I’d buy a new knee, because one of mine was shot to hell.
I just did my best with Vester to change the subject onto car engines or football plays, and try not to stare at the skull behind his face and the arm bones under the spotty skin.
One noticeable feature of their house was a horse on the roof.
Plastic, semi-life-size. It used to be on top of the store, but little-girl Dori begged to have it on their house, so there it stood.
This was after her mom died and various aspects of family life took a header.
The whole upstairs was a dead Mom museum, dusty closed window blinds, closets crammed with dresses they never threw out.
Dori’s room was a different type of weird, rival to Haillie McCobb’s as far as stuffed animals go, but with Christina Aguilera Dirrty posters and a Sims Deluxe Edition box where she hid her condoms. She said she got those free from one of the home-care nurses.
We would make out on her bed because we couldn’t help ourselves, but only to a point.
Her dad was pretty much always asleep, so, not a problem.

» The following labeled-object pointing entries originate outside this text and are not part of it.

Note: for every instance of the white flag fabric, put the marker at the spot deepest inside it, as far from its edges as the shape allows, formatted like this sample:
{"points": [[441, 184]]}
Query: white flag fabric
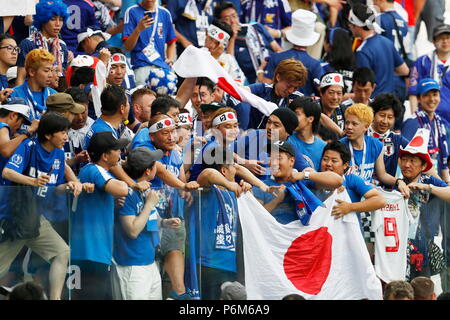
{"points": [[326, 260], [391, 226], [195, 62]]}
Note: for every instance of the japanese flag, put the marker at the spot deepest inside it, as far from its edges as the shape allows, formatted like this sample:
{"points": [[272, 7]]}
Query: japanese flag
{"points": [[325, 260], [195, 62]]}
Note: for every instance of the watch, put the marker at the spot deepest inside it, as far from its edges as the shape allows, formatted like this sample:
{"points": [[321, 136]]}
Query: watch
{"points": [[307, 174]]}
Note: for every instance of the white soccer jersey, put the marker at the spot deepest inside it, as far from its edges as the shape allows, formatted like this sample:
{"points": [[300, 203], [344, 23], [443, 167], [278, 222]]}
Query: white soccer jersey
{"points": [[391, 226]]}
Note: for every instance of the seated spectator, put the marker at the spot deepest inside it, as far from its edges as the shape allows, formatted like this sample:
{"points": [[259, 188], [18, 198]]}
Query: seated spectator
{"points": [[49, 19], [35, 90], [423, 288], [302, 35], [398, 290]]}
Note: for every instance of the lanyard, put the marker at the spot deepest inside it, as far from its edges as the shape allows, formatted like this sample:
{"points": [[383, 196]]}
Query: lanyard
{"points": [[363, 160]]}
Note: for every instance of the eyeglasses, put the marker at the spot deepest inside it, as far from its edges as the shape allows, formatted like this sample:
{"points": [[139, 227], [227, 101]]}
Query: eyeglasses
{"points": [[11, 48]]}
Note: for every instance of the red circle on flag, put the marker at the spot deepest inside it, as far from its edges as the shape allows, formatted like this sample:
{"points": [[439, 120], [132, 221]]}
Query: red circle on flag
{"points": [[416, 142], [307, 261]]}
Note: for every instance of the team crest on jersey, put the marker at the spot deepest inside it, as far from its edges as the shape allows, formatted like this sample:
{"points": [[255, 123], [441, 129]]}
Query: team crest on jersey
{"points": [[388, 149], [17, 159]]}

Jip was the problem. Adorable Jipsy Wipsy.
If he wasn’t barking his brains out at me, he was making a low chainsaw rumble and eyeing me with a view to clean castration.

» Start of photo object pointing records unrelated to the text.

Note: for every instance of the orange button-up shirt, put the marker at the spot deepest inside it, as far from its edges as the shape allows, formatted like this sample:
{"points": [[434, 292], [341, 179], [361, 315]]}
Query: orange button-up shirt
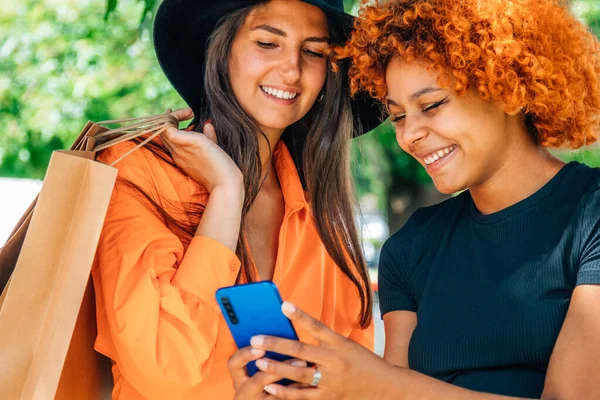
{"points": [[158, 319]]}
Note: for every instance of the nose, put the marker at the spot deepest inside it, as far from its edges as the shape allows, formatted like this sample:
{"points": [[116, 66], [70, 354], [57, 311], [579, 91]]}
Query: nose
{"points": [[290, 70], [412, 131]]}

No way was I taking my pants off in that house.
My first choice would have been outside in the woods, on a blanket, with lightning bugs dancing around.
Total Disney fuck, she’d go wild for that.
But this was the dead of winter. I had to be creative.
The special place I thought of was on Creaky Farm, which was foreclosed and sold now to some out-of-towner that never showed up to farm it.
We heard of city guys buying and selling Lee County land they had no need of, just because it was dirt cheap and one more place to hide their cash.
Creaky’s tobacco bottom had been fallow for two seasons, the cattle pastures all grown up in thistles, and none of these problems mine to fix.
With the old man gone, the snake had no fangs.
I’d enjoyed the place, on the few occasions I’d gone back to plunder it.
The spot I had in mind was the stripping house, that used to be my boy cave.
It was built into the ground like a cold cellar, with stone walls cool at all times of year and damp to the touch.
The cool would keep the cured stalks soft so you could work through the winter, stripping the leaves from the stalks by hand.
But I used to go there just to be off by myself, safe.
Nobody ever found me there. The soft dirt floor and sweet tobacco smell in the dark always put a spell on me, like starting life over in the belly of some mom that was getting it right this time.
I took Dori there. With a bottle of Thunderbird and some candles I’d pocketed at Mr. Peg’s funeral, which is how long I’d been planning this.
I told her I had a surprise in store and she was all like, birthday girl.
With anybody else it might have been a downer, driving out there on lonely roads, walking through dead weeds, no sound except some crows in a bald tree griping about the weather.
Dori though. She’d get so excited for any small thing, it made you happy to be alive.
I shoved open the heavy door like a castle keep.
We spread out our quilt, and didn’t even get the bottle cap twisted off before we were out of our clothes and on each other.
Her cold lips and little teeth biting my ears, the shock of her breasts with their brown eyes staring.
The slipperiness of putting myself inside her, the pull of that.
No force on earth could stop it, once we’d gotten that far.
I’d spent so much of my life hungry, and these days were no different.
Every minute I craved that feeling with another person, being that close.
I couldn’t get air until I had Dori up against me again.
Only then would the begging go quiet and let other good, strange things pass through my head.
The beautiful slickness of all life, babies sucking tit, a calf getting born, pouring out of its mother the way they do, like blood from a pitcher.